To the crucial questions of who will take power after Saddam and for how long, the administration has been loath to give a public answer. For months, a surprisingly public argument has raged between the State Department and the Pentagon over the shape of Iraq after a war. People close to the administration's decision-making about the postwar period describe a confused, largely day-to-day process, in contrast with the disciplined long-term planning for the war itself. In the Pentagon version, Iraqi exiles would form a provisional government prepared to take power under American protection. The State Department, which intensely dislikes the Iraqi National Congress and its chairman, Ahmad Chalabi, has done everything possible to block this possibility and either encourage a coup or plan for the American military to run Iraq for months or years until it would gradually hand over power to Iraqis.
Chalabi is a banker with an aristocratic manner and a controversial reputation who has devoted a considerable part of his fortune and the past decade of his life to building up the Iraqi National Congress, which is based in London. He elicits strong reactions of admiration or contempt in Washington. David L. Phillips, a senior fellow at the Council on Foreign Relations who worked closely with the State Department on its Future of Iraq Project, says, ''If Ahmad Chalabi walked down a street in Baghdad today, nobody would recognize him.'' In the view of the State Department's Middle East hands, there's something inauthentic about Iraqi exiles, soaked for years in nostalgia, grand ideas and impotence. Some of them haven't set foot in Baghdad for more than three decades; Makiya left to attend M.I.T. in 1968, the year the Baath Party seized total power, and has lived in Cambridge or London ever since. Condoleezza Rice, to whom both American factions have appealed as an arbiter, told one Iraqi, referring to Poland's World War II-era self-proclaimed government-in-exile, ''The trouble with the Iraqi opposition is they're like the London Poles.'' But the Pentagon hawks and their neoconservative allies argue just as passionately that the exiles are the only Iraqis capable of forming a government, all political life inside Iraq having long since been extinguished.
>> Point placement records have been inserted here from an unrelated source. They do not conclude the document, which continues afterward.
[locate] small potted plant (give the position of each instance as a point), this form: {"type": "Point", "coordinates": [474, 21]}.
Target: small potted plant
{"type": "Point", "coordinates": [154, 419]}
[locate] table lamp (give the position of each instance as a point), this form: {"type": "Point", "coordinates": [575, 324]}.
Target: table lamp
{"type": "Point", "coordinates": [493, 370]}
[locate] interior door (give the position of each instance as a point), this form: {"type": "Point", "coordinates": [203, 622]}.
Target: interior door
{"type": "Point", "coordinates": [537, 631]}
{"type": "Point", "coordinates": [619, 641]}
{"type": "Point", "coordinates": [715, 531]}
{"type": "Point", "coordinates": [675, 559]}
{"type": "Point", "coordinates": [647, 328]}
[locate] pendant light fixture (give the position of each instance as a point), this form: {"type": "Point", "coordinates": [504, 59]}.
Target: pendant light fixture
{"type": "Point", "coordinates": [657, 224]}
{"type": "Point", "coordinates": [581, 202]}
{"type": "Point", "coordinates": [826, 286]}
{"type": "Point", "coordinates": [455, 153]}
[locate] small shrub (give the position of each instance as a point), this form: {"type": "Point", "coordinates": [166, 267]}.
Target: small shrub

In this view, State's scorn for the Iraqi National Congress amounts to a disbelief in Arab democracy.
It now seems that the State Department has won this fight. As Peter Galbraith suggested, half in jest, the Pentagon will get its war and State will get its postwar. In mid-February, administration officials finally announced plans for an American military government to run the country for at least two years, guaranteeing security and overseeing the reconstruction of Iraq and the election of an Iraqi government. Baath Party officials would be removed from the top levels of the bureaucracy, but those a notch down would be kept on to work with their American superiors. Gen. Tommy Franks of the United States Central Command would take a job that the Pentagon never wanted to exist, acting as a sort of discreet and colorless MacArthur. Iraq's exiles would be the losers, relegated to seats on an advisory council to be shared with American-picked Iraqis from inside the country. This proposed course of action, played down for months by the administration, suggests that in the absence of a strong coalition of countries, a largely American war will be followed by a largely American peace.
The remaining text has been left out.